Her face was flushed, her hair loosened and disheveled; he’d never seen her like this. “Plans?” she scoffed. “What good can your plans be? Your brother is going to send you to war, and you shall be killed, if not in this war, in the next. There’s no end to your wars. Rome is perpetually at war, because you keep expanding as if you own the world!”
He reached deep into his heart for words that might calm her down. “Rome is not expanding any more, Samara, it’s shrinking. Emperor Hadrian ended the Empire’s expansion. He had to do it because he ran out of Romans to run new provinces. Now Emperor Antoninus has his hands full with the Parthians to the east, and the Germans and the other barbarians to the north.”
“Call it what you will, Rome is always battling somebody,” she said scornfully, yet her anger seemed to dissipate.
She turned to him, her eyes burning into his. “Listen, Valerius. I’ve already begun to make my own plans. Zipporah and Baruch are helping me gather supplies. I’ve sent for my mules and horses and wagons and camels. I’m converting the silver shekels I stashed away into gold and jewels. Meet me again here tomorrow afternoon. It’s likely I’ll be ready to leave fairly soon.”

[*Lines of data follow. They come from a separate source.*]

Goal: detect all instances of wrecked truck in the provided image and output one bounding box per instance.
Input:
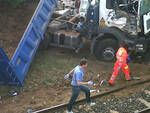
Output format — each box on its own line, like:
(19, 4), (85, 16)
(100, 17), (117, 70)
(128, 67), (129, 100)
(41, 0), (150, 62)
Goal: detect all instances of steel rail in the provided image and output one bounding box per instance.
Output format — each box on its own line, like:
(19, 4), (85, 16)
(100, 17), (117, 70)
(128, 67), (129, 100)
(134, 108), (150, 113)
(32, 79), (150, 113)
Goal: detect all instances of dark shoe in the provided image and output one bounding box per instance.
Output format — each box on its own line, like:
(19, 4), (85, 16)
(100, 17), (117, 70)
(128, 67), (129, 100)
(109, 82), (114, 87)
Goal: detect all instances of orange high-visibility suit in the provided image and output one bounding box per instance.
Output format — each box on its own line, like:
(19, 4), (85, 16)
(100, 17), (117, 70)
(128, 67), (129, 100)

Valerius stared at her. It was as if he were seeing her for the first time.
He thought of one morning when he was eight and Marcus was seven. For a year they’d been learning to ride ponies and mules. That day Marcus amazed him by riding up to him on a huge snorting stallion.
Could it be that Samara was as capable and courageous as his brother?
“Samara, you’re an amazing woman. You do so many things that women don’t do.”
She laughed. “You hardly know what I am capable of.”
“As for myself,” he continued, “I’ve recruited Leander to come along with us on the voyage to translate, and I shall lay claim to some legionaries. Ones I know well. Brave ones who don’t have families.”
“Why with no families?”
“Because if they come with us, they may never see their loved ones again.”
Her face fell. “You make it sound like we’re going to battle.”
“It may be so, Samara,” he said firmly, and put an arm around her. “We have to be prepared for anything.”